Disney odsłonił przed widzami pierwsze zdjęcia z jednej ze swoich najbliższych oryginalnych produkcji. W filmie „Young Woman and the Sea” zagrała Daisy Ridley, gwiazda sequelowej trylogii „Gwiezdnych wojen”.
Daisy Ridley na czele nowego filmu
Film bazuje na książce Glenna Stouta opowiadającej prawdziwą historię brawurowego wyczynu Gertrudy „Trudy” Ederle, pierwszej kobiety, która w 1926 roku przepłynęła kanał La Manche. Córka niemieckiego rzeźnika z Manhattanu była zawodową pływaczką i złotą medalistką na Igrzyskach w 1924 roku, kiedy postanowiła spróbować przepłynąć kanał. Podjęła się tego wyczynu po przepłynięciu 22 mil z Battery Park w Nowym Jorku do Sandy Hook w New Jersey.

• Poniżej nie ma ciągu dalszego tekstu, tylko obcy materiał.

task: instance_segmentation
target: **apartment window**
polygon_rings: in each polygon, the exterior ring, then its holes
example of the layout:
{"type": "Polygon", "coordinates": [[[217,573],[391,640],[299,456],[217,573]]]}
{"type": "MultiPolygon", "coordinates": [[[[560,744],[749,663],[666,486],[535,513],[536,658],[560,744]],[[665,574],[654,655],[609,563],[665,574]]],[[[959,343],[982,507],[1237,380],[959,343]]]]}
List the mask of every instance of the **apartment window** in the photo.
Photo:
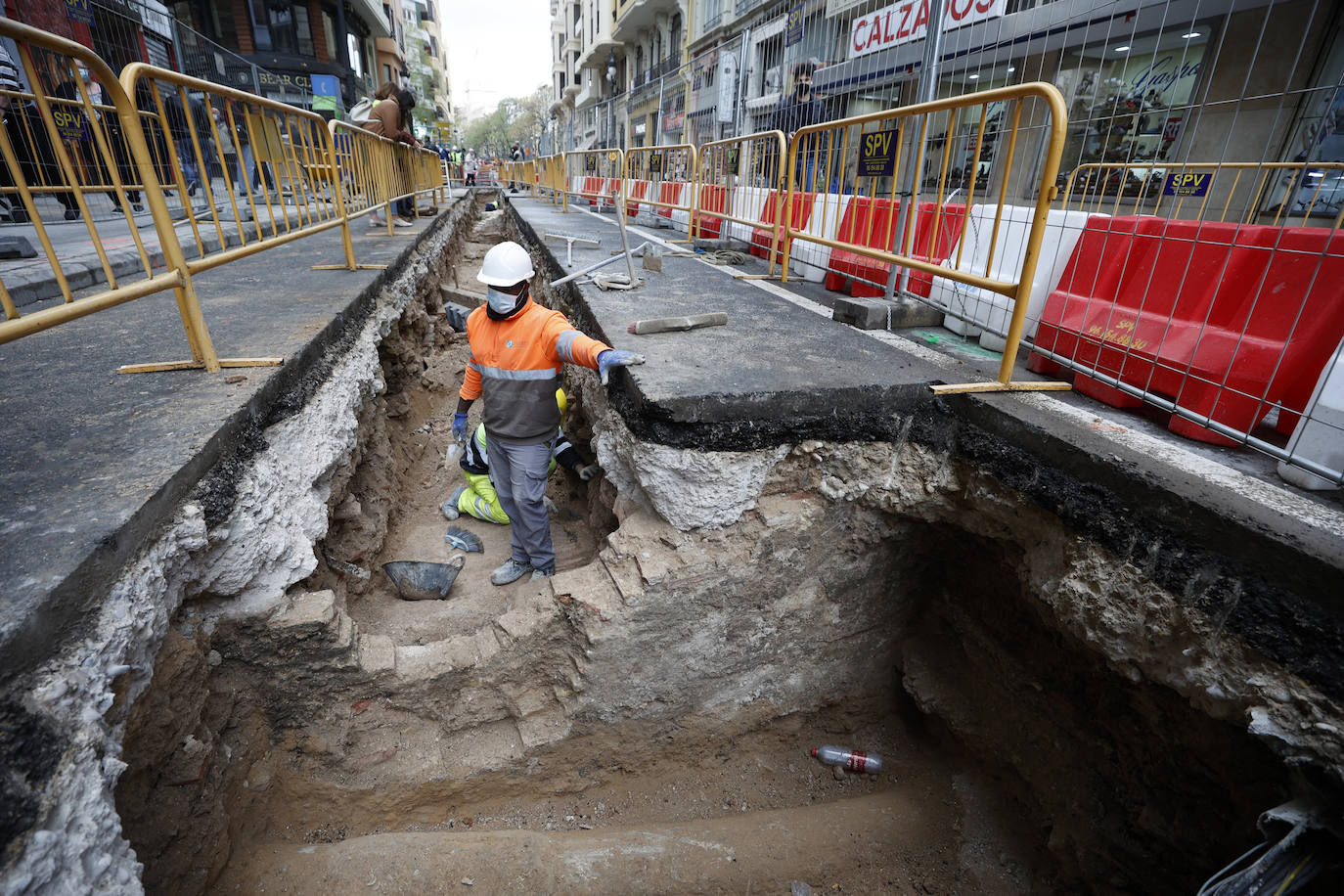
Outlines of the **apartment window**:
{"type": "Polygon", "coordinates": [[[281,0],[251,0],[253,43],[259,51],[312,56],[313,32],[308,8],[281,0]]]}
{"type": "Polygon", "coordinates": [[[1284,161],[1321,163],[1321,168],[1285,169],[1269,208],[1296,192],[1288,208],[1312,215],[1337,215],[1344,207],[1344,169],[1325,167],[1344,163],[1344,32],[1325,54],[1316,82],[1305,94],[1301,120],[1288,144],[1284,161]]]}
{"type": "Polygon", "coordinates": [[[360,79],[364,78],[364,56],[360,52],[359,38],[347,34],[345,35],[345,52],[349,54],[349,67],[355,70],[355,75],[360,79]]]}
{"type": "Polygon", "coordinates": [[[723,0],[703,0],[703,4],[704,15],[700,16],[700,34],[707,34],[718,28],[723,19],[723,0]]]}
{"type": "Polygon", "coordinates": [[[336,43],[336,21],[332,13],[323,8],[323,36],[327,39],[327,52],[332,55],[332,62],[340,62],[340,44],[336,43]]]}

Ustanowiony przez nią rekord, utrzymywał się przez 81 lat.
Sprawdź też: Wytrzymacie? Zack Snyder zapowiada reżyserską wersję „Rebel Moon”. Potrwa 6 godzin!
„Jedną z najbardziej zaskakujących rzeczy w jej historii jest to, jak niewielu ludzi o niej słyszało” – komentowała niedawno obsadzona w głównej roli Daisy Ridley. „To, czego dokonała Trudy nie było tylko jej osobistym osiągnięciem ale i czymś przełomowym dla kobiet w sporcie. Cieszę się na myśl o tym, że ludzie zobaczą ten film. Zobaczą jego piękno i podzielą doświadczenie jej podróży i wszystkich wiążących się z nią trudności, wyzwań, nadziei i ostatecznie: wielkiej radości”.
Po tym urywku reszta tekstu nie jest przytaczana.